For years, African traders have faced an uphill battle when it comes to making cross-border payments. The process is slow, expensive, and frustratingly complex.
Take, for example, a textile trader in Nairobi who frequently buys fabrics from Ghana. Before they can make a payment, they must convert Kenyan shillings into US dollars and then into Ghanaian cedis.
Each step comes with extra costs, delays, and unpredictable forex rates that eat into their profits.
Or consider a South African working in Nairobi who wants to send money home to his family. They would first have to exchange Kenyan shillings for dollars and then convert them again into South African rands, losing money on every transaction.

These challenges make expanding into new markets difficult for small and medium enterprises (SMEs), which are the backbone of trade in Africa. However, a new solution is changing the game.
How KCB and PAPSS are Fixing the Problem
To eliminate these inefficiencies, KCB has integrated with the Pan-African Payment and Settlement System (PAPSS), a financial infrastructure developed by Afreximbank.
PAPSS allows businesses and individuals to send and receive money in their local currencies, removing the need for costly conversions.
According to Mike Ogbalu, CEO of PAPSS, the system will help "enhance financial connectivity and support the implementation of the AfCFTA", Africa’s free trade agreement aimed at boosting commerce across the continent.
READ: KCB makes history as 1st Kenyan bank to unlock instant cross-border transactions
By joining PAPSS, KCB customers can now:
Make faster cross-border payments, cutting down long transaction delays.
Save on forex conversion fees since payments are settled in local currencies.
Expand into new African markets, unlocking seamless trade opportunities.
Can PAPSS Solve Africa’s Forex Dependency?
One of the biggest challenges Africa faces is its heavy reliance on foreign currencies like the US dollar. Many African countries don’t have enough dollar reserves, leading to frequent forex shortages and unpredictable exchange rates.
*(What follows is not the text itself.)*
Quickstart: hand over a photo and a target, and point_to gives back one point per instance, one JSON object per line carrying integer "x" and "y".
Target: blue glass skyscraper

According to Lee Kinyanjui, Cabinet Secretary for Investments, Trade & Industry, PAPSS could help reduce Africa’s forex struggles by allowing businesses to trade directly in their currencies, stabilising exchange rates in the process.
What This Means for KCB and Kenya’s Fintech Leadership
With a presence in seven East African countries, KCB is positioning itself at the heart of Africa’s digital banking revolution.
During the launch of KCB’s integration with PAPSS, Group CEO Paul Russo reiterated the bank’s commitment to supporting businesses across the continent:
We want to play a bigger role in catalyzing trade and payments in Africa and beyond, leveraging our digital capabilities and regional footprint. Our entry into PAPSS aligns perfectly with our strategy of supporting economic growth in Kenya and across Africa by facilitating seamless financial transactions.

For Kenyan traders, this could be the start of a new era of seamless, borderless commerce.
Now, they sell to buyers in other African countries, receive payment in Kenyan shillings instantly, and reinvest in their businesses without losing money on forex fees.
For Africans working abroad, sending money home is now simpler and cheaper, a major relief for families relying on remittances.